I always found mechanical fear in role-playing games an odd thing, especially because it is often disconnected from actual fear. That emotion the players actually feel and have their characters react accordingly to.
I find (players) and their characters often fear things because they are dangerous, unpredictable, have dire consequences or the GM simply has created an effective spooky atmosphere. They rarely fear something because someone asks them they fail a fear check.
I do not need to ask the players to roll a fear check when some dread dark Jedi appears of which they have heard terrible rumors for some time. The fact alone is enough to make the players scramble and have their faces turn white.
Conversely, when something the players don't actually fear something (because it is not a threat when looking at it from a narrative or game-mechanics) it is really hard to have them act that way.

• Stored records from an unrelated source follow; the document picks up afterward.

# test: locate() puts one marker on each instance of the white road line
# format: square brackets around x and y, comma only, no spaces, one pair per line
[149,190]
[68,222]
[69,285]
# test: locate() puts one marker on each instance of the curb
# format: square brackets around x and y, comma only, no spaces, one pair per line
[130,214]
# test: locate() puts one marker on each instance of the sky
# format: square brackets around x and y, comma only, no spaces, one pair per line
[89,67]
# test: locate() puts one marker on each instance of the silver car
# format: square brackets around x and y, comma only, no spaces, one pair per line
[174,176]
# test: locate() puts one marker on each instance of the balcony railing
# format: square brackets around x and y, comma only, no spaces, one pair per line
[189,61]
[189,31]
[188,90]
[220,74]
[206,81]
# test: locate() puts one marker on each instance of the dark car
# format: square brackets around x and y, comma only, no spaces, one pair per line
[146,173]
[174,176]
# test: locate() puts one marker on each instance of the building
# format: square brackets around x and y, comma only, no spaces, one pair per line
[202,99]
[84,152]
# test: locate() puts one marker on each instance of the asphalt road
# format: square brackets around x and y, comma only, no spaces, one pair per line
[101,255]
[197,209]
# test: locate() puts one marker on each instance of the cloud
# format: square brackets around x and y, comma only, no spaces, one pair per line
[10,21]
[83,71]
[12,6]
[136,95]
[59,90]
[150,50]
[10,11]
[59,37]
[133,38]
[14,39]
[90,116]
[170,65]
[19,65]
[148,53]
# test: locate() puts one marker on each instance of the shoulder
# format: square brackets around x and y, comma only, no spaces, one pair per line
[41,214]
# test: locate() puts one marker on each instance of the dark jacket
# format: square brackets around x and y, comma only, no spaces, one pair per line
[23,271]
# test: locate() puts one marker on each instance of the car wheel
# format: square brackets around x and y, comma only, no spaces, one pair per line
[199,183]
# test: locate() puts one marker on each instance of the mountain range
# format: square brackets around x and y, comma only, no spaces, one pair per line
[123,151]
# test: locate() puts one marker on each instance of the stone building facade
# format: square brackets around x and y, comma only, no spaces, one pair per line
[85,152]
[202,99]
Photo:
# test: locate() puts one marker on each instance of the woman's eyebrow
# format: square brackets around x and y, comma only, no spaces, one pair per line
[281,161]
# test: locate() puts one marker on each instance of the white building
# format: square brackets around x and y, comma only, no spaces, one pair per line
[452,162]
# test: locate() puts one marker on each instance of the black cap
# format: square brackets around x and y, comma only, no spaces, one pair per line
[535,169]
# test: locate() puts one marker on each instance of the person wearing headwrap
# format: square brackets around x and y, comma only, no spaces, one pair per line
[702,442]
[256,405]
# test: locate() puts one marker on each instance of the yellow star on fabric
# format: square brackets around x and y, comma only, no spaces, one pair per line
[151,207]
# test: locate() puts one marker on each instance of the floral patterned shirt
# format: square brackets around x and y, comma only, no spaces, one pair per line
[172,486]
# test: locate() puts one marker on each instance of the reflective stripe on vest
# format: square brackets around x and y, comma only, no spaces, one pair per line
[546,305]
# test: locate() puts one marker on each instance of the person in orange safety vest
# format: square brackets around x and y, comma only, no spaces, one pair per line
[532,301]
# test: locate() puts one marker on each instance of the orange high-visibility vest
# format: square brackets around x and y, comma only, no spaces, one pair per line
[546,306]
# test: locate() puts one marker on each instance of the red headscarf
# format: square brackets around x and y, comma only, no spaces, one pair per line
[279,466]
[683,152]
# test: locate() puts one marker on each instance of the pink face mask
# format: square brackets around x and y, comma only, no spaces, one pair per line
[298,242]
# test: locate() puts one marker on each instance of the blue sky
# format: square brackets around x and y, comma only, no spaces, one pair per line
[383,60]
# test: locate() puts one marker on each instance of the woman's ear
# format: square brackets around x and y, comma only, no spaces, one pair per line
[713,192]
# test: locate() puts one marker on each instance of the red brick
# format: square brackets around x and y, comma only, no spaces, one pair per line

That is why I find a fear mechanic rather misplaced and ultimately very unsatisfying. The rules sometimes say 'you fear this' while it doesn't make any narrative sense to do so.
If I am a GM, as a consequence, I never have players make fear checks. I find it nonsense. But as a player I have suggested GMs who do use it, to make it an actual choice after failing a fear check: either you give in to the fear, and take the penalty the GM has decided, or you decide to overcome your fear, taking X strain damage (depending on how badly you failed the check) instead. I found this to be a much more interesting use of the mechanic, who gives players more narrative options how to handle mechanical fear.
Actual fear still beats check-induced-fear by a huge margin though.
How do you handle fear checks? And do you find your failed fear checks generate actual fear?